Nathan hatte im Schatten eines umgekippten Karrens jenseits des schwachen Scheins der Feuergrube gestanden und allen Fragen von Lardis und allen Antworten von Vratza Wransknecht gelauscht. Er hatte alles mitangehört. Noch bis vor einem Moment war sein Blick leer gewesen, nur ein seltsamer Ausdruck hatte in seinen Augen gelegen und das Licht der Sterne und des Feuers hatte sich darin gespiegelt. Doch plötzlich war er so aufmerksam wie noch nie. Er trat vor, blieb neben Lardis stehen und warf einen unbarmherzigen Blick auf das elende Geschöpf am Kreuz.

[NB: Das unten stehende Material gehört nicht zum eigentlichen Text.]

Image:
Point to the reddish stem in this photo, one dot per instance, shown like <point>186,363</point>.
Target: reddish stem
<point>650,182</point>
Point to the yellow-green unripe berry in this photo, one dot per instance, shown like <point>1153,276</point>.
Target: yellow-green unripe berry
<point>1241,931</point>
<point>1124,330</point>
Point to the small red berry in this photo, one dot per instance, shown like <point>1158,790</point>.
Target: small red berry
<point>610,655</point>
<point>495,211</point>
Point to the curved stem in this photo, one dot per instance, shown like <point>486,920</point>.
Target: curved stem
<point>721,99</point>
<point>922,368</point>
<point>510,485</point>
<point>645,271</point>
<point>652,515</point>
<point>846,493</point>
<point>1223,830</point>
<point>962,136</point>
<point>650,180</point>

»Was war das?«, sagte er. Seine klare, jugendliche Stimme durchschnitt die raue Nacht wie ein Messer. »Was hast du da von einem Wesen gesagt, das wie ein Hund oder Fuchs umherspringt? Canker Canisohn hast du ihn genannt?«
Der Vampir neigte den gewaltigen Kopf, um Nathan zu betrachten. Er erkannte ihn wieder. Nathans Gesicht war eines der ersten gewesen, auf die sein Blick gefallen war, als er vor dem Verhör das Bewusstsein wiedererlangte. Da hatte der Junge noch einen verängstigten Eindruck gemacht. Stolpernd war er so weit zurückgewichen, dass der Blick aus Vratzas blutroten Augen ihm nicht mehr folgen konnte. Jetzt war er zwar immer noch etwas unsicher auf den Beinen, aber er hatte keine Furcht mehr vor ihm.
Vratza war wahrlich tief gesunken. Sogar Kinder wagten ihn anzusehen, ohne sofort zurückzuschrecken!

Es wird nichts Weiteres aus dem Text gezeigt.